Figurez-vous, fils de Joel, une vaste salle basse, en son milieu une table, autour de laquelle se rangent ces hommes appelés à constater que la Pucelle est ou n’est pas possédée du malin esprit. Les uns sont en froc brun ou en robe blanche à capuce noire ; d’autres en robes rouges fourrées d’hermine. Leur aspect est défiant, ironique ou sévère. Ils ont été choisis à dessein par l’évêque de Chartres ; il les préside en sa qualité de chancelier de France ; ce saint homme, âme damnée de Georges de La Trémouille, a vu avec un secret dépit la pureté de Jeanne reconnue par le concile de matrones ; mais, malgré ce premier échec aux méchants desseins dont il est complice, il espère que la pauvre paysanne, troublée à l’aspect imposant du docte et redoutable tribunal, abasourdie de subtiles ou insidieuses questions sur les matières théologiques les plus ardues, se compromettra, se perdra par ses réponses. Plusieurs courtisans, ayant foi dans la mission de la jeune inspirée, l’ont suivie à Poitiers, afin d’assister à son interrogatoire ; ils se pressent à l’entrée de la salle.

Jeanne est introduite ; elle s’avance, pâle, triste, les yeux baissés. Telle est sa délicate et fière susceptibilité, qu’à la vue de ces conseillers, de ces prêtres, de ces hommes, instruits de l’humiliant examen qu’elle vient de subir, Jeanne, quoique sa pureté virginale ait été constatée, se sent presque autant confuse que si on l’eût déclarée impure ! pour une âme aussi chaste, aussi élevée que la sienne, l’ombre d’un soupçon, même évanoui, devient un irréparable outrage ! Cependant, elle domine sa confusion, invoque l’appui de ses bonnes saintes ; et il lui semble entendre leur voix mystérieuse murmurer doucement à son oreille :

« – Va, fille de Dieu ! ne crains rien, le Seigneur est avec toi… Réponds sincèrement, hardiment ; tu sortiras triomphante de cette nouvelle épreuve… »

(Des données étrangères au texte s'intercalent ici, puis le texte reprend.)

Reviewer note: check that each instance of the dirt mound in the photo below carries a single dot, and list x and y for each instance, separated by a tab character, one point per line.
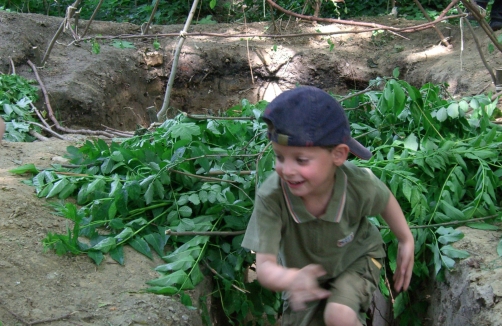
114	88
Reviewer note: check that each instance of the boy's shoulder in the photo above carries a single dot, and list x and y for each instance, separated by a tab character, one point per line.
356	173
271	185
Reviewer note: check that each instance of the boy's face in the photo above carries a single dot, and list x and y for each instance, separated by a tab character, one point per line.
308	171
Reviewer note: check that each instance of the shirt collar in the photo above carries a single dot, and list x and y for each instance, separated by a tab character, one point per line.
335	207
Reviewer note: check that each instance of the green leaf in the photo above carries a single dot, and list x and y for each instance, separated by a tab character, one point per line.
185	298
164	290
499	248
179	278
442	114
149	194
185	211
185	131
125	234
117	254
117	156
196	275
449	235
483	226
182	264
395	72
194	199
454	253
411	142
26	168
453	111
105	245
58	186
96	256
157	241
452	212
141	246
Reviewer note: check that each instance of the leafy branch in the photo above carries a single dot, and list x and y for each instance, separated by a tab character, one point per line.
186	190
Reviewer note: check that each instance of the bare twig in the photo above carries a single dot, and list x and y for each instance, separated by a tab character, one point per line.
478	47
362	24
58	32
53	118
444	224
210	179
210	233
13	66
40	115
49	130
222	277
162	113
147	27
247	44
210	117
38	136
409	29
366	90
441	36
474	10
92	17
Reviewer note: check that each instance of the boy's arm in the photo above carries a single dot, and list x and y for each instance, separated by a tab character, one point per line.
394	217
301	284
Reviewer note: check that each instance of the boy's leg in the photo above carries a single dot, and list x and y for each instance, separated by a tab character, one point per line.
311	316
352	292
496	15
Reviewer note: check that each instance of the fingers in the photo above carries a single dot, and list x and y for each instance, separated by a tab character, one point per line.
305	288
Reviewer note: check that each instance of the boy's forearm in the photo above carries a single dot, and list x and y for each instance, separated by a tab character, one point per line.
273	276
394	217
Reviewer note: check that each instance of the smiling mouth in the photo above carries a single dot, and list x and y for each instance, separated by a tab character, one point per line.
294	183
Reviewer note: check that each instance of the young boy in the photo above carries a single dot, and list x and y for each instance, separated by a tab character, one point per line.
309	227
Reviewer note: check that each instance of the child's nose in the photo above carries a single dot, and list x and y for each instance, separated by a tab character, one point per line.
287	168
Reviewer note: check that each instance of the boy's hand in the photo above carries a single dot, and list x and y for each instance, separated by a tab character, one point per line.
304	287
405	261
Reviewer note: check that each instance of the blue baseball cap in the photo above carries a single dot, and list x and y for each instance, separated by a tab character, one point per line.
308	116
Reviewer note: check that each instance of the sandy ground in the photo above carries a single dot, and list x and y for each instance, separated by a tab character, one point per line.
92	91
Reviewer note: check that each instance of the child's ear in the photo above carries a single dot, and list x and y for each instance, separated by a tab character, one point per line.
340	154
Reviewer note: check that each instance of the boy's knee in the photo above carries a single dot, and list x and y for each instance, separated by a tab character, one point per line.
337	314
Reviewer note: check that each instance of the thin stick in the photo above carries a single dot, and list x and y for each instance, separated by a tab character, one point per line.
151	18
478	47
13	66
49	130
202	177
92	17
369	88
53	118
162	113
38	136
481	20
210	233
441	36
210	117
444	224
40	115
218	274
247	45
409	29
58	32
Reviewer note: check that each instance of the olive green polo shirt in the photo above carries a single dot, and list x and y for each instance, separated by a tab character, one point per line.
282	226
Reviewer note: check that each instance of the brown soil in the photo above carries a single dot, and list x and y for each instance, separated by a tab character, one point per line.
114	88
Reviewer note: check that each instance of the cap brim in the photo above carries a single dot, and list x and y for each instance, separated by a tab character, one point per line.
358	149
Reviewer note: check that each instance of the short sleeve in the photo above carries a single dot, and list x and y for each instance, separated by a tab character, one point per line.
263	233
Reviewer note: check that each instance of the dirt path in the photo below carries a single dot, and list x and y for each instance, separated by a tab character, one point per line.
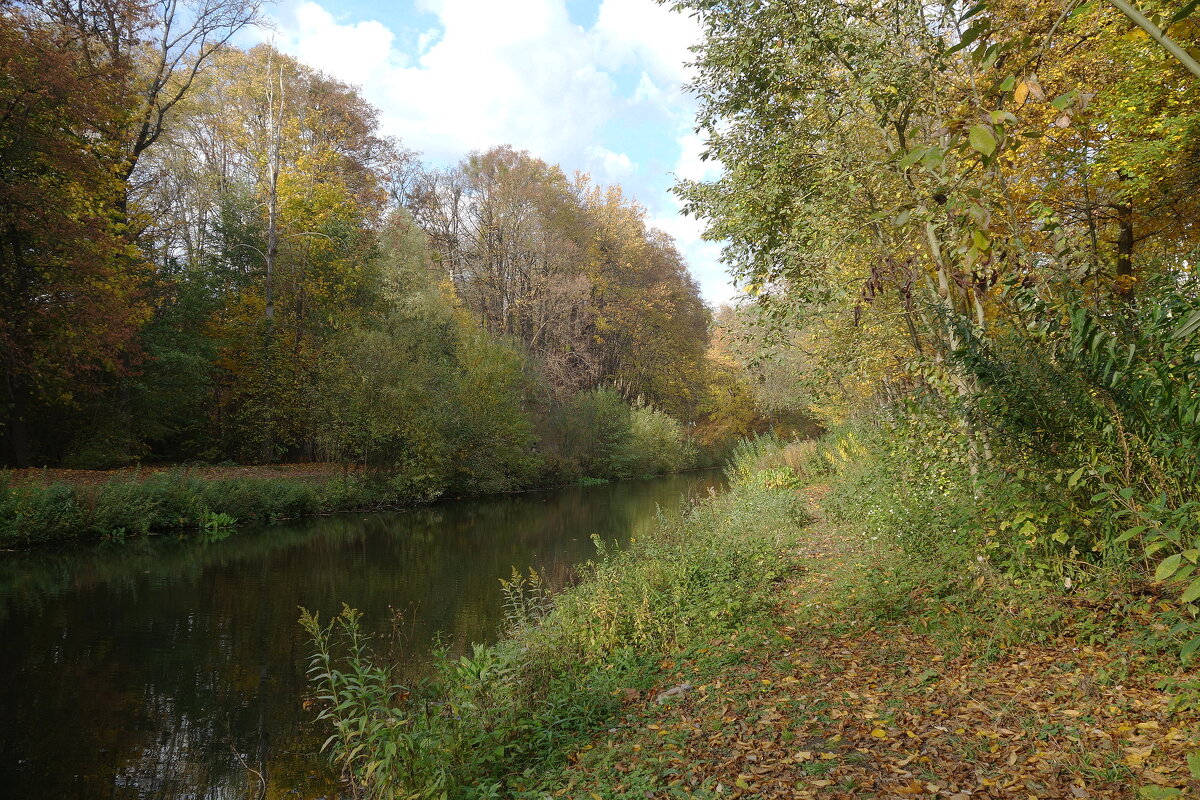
834	708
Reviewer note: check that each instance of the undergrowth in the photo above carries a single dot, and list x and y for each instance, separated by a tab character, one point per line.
177	500
496	721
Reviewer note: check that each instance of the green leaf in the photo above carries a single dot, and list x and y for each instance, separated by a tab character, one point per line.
1073	481
911	157
1192	591
982	139
1063	101
1183	13
969	36
1168	566
1159	792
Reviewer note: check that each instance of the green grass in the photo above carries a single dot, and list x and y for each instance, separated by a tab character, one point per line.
501	720
175	500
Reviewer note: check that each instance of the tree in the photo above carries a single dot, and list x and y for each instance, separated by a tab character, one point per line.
70	299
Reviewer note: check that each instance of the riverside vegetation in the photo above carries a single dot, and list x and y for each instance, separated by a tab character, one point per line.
215	256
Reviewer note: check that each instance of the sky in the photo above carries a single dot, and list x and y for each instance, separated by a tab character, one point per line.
592	85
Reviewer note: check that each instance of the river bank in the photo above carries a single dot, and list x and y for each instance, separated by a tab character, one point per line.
189	649
42	506
783	642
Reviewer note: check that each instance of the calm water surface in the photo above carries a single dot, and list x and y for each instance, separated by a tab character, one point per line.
166	667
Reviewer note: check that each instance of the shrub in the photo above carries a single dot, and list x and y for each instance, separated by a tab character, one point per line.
514	708
35	515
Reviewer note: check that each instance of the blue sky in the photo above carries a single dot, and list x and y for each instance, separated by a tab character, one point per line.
594	85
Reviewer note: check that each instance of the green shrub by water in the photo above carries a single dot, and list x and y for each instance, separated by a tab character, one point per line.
495	719
165	501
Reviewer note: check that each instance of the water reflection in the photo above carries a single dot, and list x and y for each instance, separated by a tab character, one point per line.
174	668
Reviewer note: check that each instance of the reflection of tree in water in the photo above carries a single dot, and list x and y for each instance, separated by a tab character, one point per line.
145	671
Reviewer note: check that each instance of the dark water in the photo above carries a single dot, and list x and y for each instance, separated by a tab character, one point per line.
167	667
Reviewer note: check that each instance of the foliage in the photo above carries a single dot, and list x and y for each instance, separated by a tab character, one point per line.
493	720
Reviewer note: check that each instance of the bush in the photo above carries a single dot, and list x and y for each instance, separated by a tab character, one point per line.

L’ÉVÊQUE DE CHARTRES fait signe à Jeanne de s’approcher de la table, et lui dit d’une voix grave, presque menaçante : – Jeanne, nous sommes envoyés de par le roi pour t’examiner et t’interroger… n’espère pas nous abuser par des mensonges.

JEANNE. – Je n’ai jamais menti !… je vous répondrai… Mais vous êtes de savants clercs, moi, je ne sais ni A ni B… je ne puis vous dire autre chose, sinon que j’ai mission de Dieu de faire lever le siège d’Orléans(52)

FRÈRE SÉGUIN, aigrement. – Tu prétends que le Seigneur Dieu t’envoie devers le roi ?… L’on ne doit point te croire ; les saintes Écritures défendent d’ajouter foi aux paroles des personnes qui se disent inspirées d’en haut, si elles ne donnent un signe certain de la divinité de leur mission… Or, quel signe peux-tu donner de la tienne ?

JEANNE. – Les signes que je donnerai seront mes actes.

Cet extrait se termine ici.